EMDR (Eye Movement Desensitization and Reprocessing) is one of the best-studied interventions for post-traumatic stress. It's unusual on the therapy landscape because the mechanism is specific, the protocol is well-defined, and the results — for the right clients, carefully sequenced — can be durable in a way ordinary talk therapy sometimes isn't. This page describes how I actually use it, which isn't always how the eight-phase protocol is taught.
What EMDR actually does
The short version: EMDR helps the brain finish the work of digesting a memory that got stuck. Traumatic memories are often stored in a way that keeps their emotional, sensory, and somatic material active long after the event is over. Bilateral stimulation — eye movements, alternating taps, or tones — appears to activate the neural processes that normally consolidate memory during REM sleep, allowing the stuck material to move into ordinary long-term storage, where it's remembered without being relived.
The longer version: nobody fully knows why it works. The clinical evidence for EMDR in single-event trauma and PTSD is strong and has been for decades. The proposed mechanisms are several, the field debates them, and the protocol keeps working regardless. I practice it because the results I've seen, repeated with clinical rigor, match the literature.
How I practice it
EMDR as it's sometimes taught — eight phases, target memory, bilateral stim, done — is a useful skeleton and a bad practice. The protocol on its own doesn't account for what a dysregulated nervous system does when you ask it to hold a target memory without enough resource underneath. So I sequence EMDR inside a trauma-informed frame:
- Resource first. Before we go near a target, we build nervous-system capacity — grounding practices, safe-place imagery, dual attention, a reliable way to return to baseline. This is non-negotiable. It's also why I rarely start EMDR in the first session.

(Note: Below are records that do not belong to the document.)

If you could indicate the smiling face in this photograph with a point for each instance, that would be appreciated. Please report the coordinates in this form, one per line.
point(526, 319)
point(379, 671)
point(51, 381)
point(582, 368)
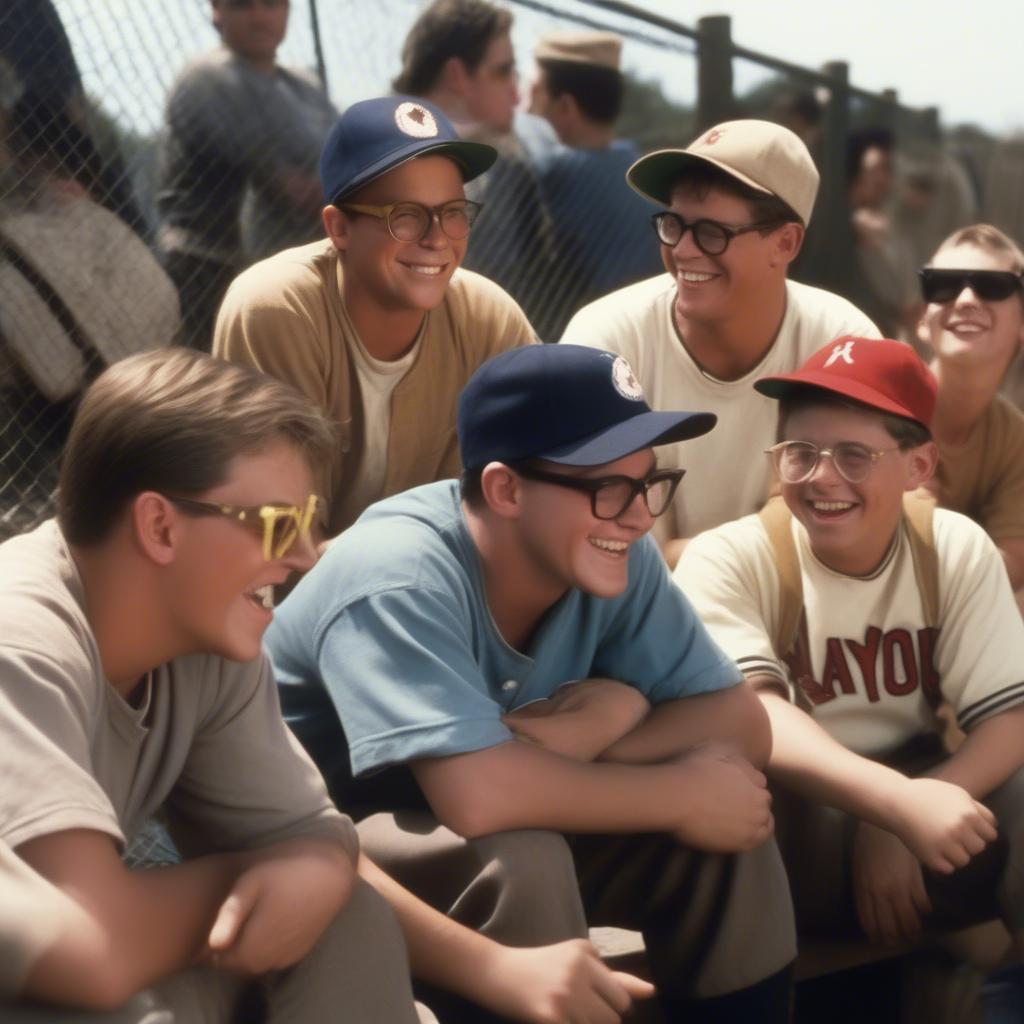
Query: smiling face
point(566, 546)
point(715, 288)
point(851, 525)
point(217, 588)
point(970, 331)
point(391, 275)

- Titrate. We approach a target memory in small doses, returning to resource between passes. Long, uninterrupted abreactive sessions are not what I'm after. Depth matters; so does being able to walk out the door afterward.

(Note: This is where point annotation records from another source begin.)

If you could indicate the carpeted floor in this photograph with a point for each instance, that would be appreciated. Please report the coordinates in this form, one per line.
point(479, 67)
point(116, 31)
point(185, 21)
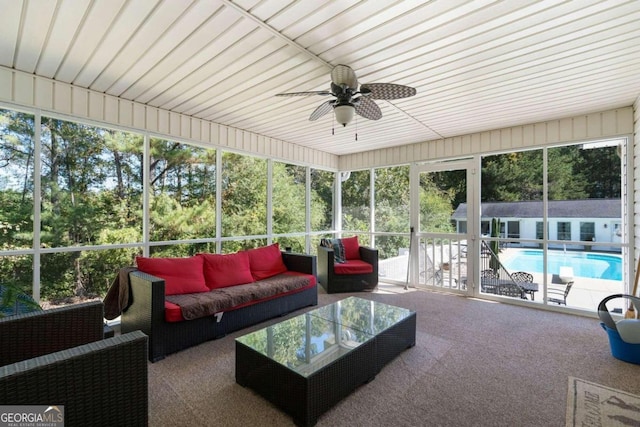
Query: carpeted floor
point(590, 404)
point(475, 363)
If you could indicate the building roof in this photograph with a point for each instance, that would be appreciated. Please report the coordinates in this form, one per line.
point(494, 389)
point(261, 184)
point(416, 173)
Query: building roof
point(589, 208)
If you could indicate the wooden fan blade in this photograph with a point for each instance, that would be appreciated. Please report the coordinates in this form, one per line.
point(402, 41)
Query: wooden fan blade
point(321, 92)
point(322, 109)
point(388, 90)
point(368, 109)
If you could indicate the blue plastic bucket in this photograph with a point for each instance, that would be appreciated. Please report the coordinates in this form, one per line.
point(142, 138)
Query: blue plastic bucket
point(620, 349)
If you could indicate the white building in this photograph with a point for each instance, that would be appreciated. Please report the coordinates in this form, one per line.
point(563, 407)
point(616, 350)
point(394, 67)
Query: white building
point(591, 220)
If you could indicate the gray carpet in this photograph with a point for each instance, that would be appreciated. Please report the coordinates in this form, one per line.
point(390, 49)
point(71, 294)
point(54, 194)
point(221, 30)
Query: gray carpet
point(475, 363)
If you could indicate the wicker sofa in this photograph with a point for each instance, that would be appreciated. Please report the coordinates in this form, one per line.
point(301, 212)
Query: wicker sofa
point(148, 309)
point(59, 357)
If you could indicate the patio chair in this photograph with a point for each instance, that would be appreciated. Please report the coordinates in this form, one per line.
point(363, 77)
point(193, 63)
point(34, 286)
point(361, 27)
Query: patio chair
point(510, 290)
point(488, 281)
point(524, 277)
point(557, 293)
point(58, 357)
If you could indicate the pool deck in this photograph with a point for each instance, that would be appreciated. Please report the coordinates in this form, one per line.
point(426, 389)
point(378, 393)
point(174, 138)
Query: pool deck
point(585, 294)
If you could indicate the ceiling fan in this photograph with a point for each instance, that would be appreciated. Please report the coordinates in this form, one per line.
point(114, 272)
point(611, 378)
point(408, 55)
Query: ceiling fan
point(349, 99)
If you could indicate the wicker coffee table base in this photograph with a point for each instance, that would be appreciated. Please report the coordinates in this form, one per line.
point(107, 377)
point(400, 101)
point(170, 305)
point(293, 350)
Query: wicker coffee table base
point(306, 398)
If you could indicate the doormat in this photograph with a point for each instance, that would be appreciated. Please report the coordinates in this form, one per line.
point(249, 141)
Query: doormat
point(590, 404)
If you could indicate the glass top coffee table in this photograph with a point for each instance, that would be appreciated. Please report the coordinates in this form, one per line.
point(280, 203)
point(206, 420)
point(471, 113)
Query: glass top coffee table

- Watch the body. EMDR is cognitively structured, but the body tells us more than the narrative does about whether a target is resolving. I track somatic markers as closely as the cognitive and affective ones.
- Close deliberately. Every reprocessing session ends with active closure, even if the target isn't fully resolved. You should leave resourced, not raw.
Who EMDR tends to fit
EMDR is especially well-suited for:
- A specific traumatic event that's still producing intrusive memories, flashbacks, or strong emotional activation when something reminds you of it.

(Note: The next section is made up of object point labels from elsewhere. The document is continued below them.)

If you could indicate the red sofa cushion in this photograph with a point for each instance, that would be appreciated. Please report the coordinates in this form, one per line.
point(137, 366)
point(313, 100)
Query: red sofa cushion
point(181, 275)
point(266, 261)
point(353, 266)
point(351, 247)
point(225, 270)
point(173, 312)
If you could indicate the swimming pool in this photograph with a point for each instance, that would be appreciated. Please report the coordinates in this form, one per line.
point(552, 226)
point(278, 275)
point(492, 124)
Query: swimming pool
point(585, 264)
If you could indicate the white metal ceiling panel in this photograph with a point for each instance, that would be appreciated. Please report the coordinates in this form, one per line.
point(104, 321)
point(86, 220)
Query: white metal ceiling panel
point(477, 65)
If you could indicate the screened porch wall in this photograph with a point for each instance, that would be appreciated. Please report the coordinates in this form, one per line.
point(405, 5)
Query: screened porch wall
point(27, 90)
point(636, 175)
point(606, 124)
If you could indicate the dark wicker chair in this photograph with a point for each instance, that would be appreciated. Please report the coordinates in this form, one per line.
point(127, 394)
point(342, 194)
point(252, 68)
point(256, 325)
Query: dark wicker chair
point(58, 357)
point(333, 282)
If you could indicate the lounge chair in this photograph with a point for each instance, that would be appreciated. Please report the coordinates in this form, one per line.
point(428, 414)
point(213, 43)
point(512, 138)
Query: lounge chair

- Single-incident PTSD — a car accident, an assault, a medical event, a combat exposure.
- Performance-related trauma — a specific moment of failure, humiliation, or exposure that's still live when you try to perform again.
- Complex trauma, sequenced carefully across many sessions and many targets, paired with somatic and parts work.
It fits less well for purely developmental or preverbal trauma (somatic and parts work are usually better first choices) and for dissociative presentations where structured protocol work can destabilize without enough preparation.